Norm: But maybe if you’ve done the kind of cognitive labor required to get CEV, it’s pretty trivial to aim it more precisely?

Joe: That does sound plausible, yeah.

Norm: And in that world, you really truly do have a concentration of power problem?

Joe: Well…almost. There are some humans whose CEV looks at this situation in abject horror and goes “No no no! Expand your circle of concern, dammit! Include absolutely everyone, and don’t weigh me any more heavily than any others!” and means it from the bottom of their soul. (It still warms my heart immeasurably that humanity routinely produces such folk.)

Norm: You’d have to be insanely lucky to get such a person.

Joe: Yes, and you really, really don’t want to bank on that. But you don’t necessarily need an angel. Many other humans would be…mostly nice, and mostly caring, and mostly want to be surrounded by more happy thriving people? It seems like caring ought to be at least sort of transitive, right, if they care about their family and friends being actually okay and those people care about their family and friends and so on. So the CEV of an average human might not be totally awful to implement.

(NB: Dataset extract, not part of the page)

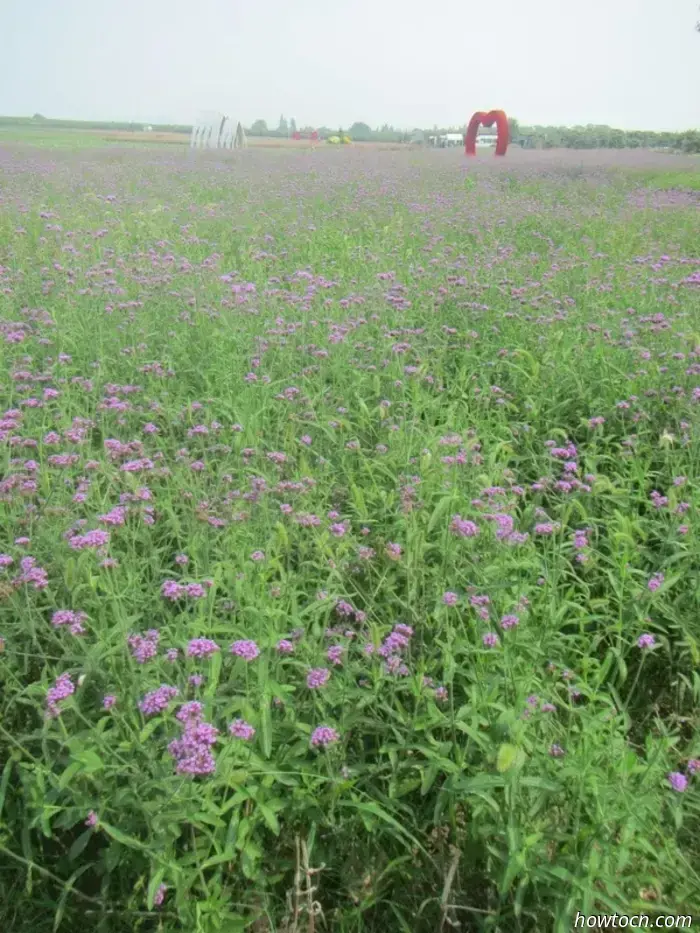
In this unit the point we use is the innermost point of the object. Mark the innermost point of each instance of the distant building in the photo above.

It’d probably be better than paperclips.

Norm: Huh.

Joe: There would probably still be some very large amount of horribleness and distortion of the glorious diversity of humankind, though, as the world conforms to the ideals of a person or small group first and foremost. That’d be a pretty awful waste of our potential as a species.

And if you land on a moral monster then yeah, the future is toast.

Norm: So why aren’t you more worried about that outcome?

Joe: I am! But I think the vast majority of current paths don’t manage to get even remotely close to “one person or a few people in charge forever” and instead look more like “the creator and everyone else die.” I would be so much less worried if the only problem we had to solve was whose values an AI upholds; instead we seem to have the problem that nobody can get them to reliably uphold particular values in the first place. Of course, if we manage to stall the death race long enough to actually align AI, we will have to grapple with who or what it’s aligned to.

I think that a sane civilization tries really hard to both solve alignment and align AI to, specifically, the CEV of All The People Everywhere, or something very much like it; I think that that civilizations which do not do both of these will probably have a bad time. But the first problem is far more pressing to me. I think the second problem is…solvable with the right combination of governance and transparency and clearly understood cognitive science from solving the first? It’s not an easy problem, but I think we could do it, especially in a world where we are treating AI with at least the gravity and respect that we treat nuclear weapons.

Norm: That actually made a lot of sense. I’ve never heard it explained in quite that way before. You should write this conversation up, like, the whole thing, as a post.[1]

Joe: I align with that. ❤

  1. ^

    Yes, this actually happened. Shoutout to the person who made this suggestion, if you want to be named let me know.